Page:Maupassant - Le Horla, OC, Conard, 1909.djvu/81

Cette page n’a pas encore été corrigée

Donc, nous avions mis Dalila sous les saules, nous étions descendus, et nous pêchions, coude à coude, Mélie et moi, juste à côté des deux autres.

Ici, m’sieu l’président, il faut que j’entre dans le détail.

Y avait pas cinq minutes que nous étions là quand la ligne du voisin s’met à plonger deux fois, trois fois ; et puis voilà qu’il en amène un, de chevesne, gros comme ma cuisse, un peu moins p’t-être, mais presque ! Moi, le cœur me bat ; j’ai une sueur aux tempes, et Mélie qui me dit : « Hein, pochard, l’as-tu vu, celui-là ! »

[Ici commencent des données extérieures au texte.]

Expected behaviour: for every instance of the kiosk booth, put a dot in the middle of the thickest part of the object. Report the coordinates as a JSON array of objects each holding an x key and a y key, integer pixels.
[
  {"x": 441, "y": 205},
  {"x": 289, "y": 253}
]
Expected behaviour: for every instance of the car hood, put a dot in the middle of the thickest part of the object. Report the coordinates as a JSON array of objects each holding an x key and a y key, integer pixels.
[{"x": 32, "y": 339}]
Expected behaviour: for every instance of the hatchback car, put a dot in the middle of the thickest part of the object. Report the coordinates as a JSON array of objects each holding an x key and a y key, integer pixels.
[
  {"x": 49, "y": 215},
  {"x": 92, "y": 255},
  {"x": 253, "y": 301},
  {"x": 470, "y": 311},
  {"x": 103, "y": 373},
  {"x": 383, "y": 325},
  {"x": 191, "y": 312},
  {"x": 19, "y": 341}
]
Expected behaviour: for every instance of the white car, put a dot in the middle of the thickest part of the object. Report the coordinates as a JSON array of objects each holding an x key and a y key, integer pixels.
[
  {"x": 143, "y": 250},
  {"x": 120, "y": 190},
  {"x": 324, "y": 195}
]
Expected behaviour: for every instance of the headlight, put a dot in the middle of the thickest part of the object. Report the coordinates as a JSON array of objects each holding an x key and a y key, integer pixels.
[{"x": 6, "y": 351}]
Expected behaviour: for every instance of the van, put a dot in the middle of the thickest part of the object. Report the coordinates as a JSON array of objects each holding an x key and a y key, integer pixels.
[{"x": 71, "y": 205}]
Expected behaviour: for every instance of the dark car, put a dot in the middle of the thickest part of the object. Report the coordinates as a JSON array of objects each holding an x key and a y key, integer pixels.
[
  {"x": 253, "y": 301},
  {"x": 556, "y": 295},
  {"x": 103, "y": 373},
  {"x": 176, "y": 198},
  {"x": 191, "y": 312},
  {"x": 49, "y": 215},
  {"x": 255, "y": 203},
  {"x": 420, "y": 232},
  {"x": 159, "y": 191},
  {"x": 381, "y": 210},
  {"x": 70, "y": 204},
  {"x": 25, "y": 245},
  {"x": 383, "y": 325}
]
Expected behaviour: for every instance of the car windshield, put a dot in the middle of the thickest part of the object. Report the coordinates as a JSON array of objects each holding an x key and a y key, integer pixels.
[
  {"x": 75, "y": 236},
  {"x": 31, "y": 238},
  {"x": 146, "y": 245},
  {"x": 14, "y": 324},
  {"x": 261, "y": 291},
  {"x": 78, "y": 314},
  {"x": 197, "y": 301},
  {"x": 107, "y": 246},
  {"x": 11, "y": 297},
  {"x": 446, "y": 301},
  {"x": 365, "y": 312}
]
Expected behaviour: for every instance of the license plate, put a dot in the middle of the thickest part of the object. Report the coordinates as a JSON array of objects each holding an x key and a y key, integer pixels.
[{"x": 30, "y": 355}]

Sur ces entrefaites, M. Bru, l’épicier de Poissy, un amateur de goujon, lui, passe en barque et me crie : « On vous a pris votre endroit, monsieur Renard ? » Je lui réponds : «Oui, monsieur Bru, il y a dans ce monde des gens pas délicats qui ne savent pas les usages. »

Le petit coutil d’à côté avait l’air de ne pas entendre, sa femme non plus, sa grosse femme, un veau quoi ! »

Le président interrompit une seconde fois : « Prenez-garde ! Vous insultez Mme veuve Flamèche, ici présente. »

Renard s’excusa : « Pardon, pardon, c’est la passion qui m’emporte.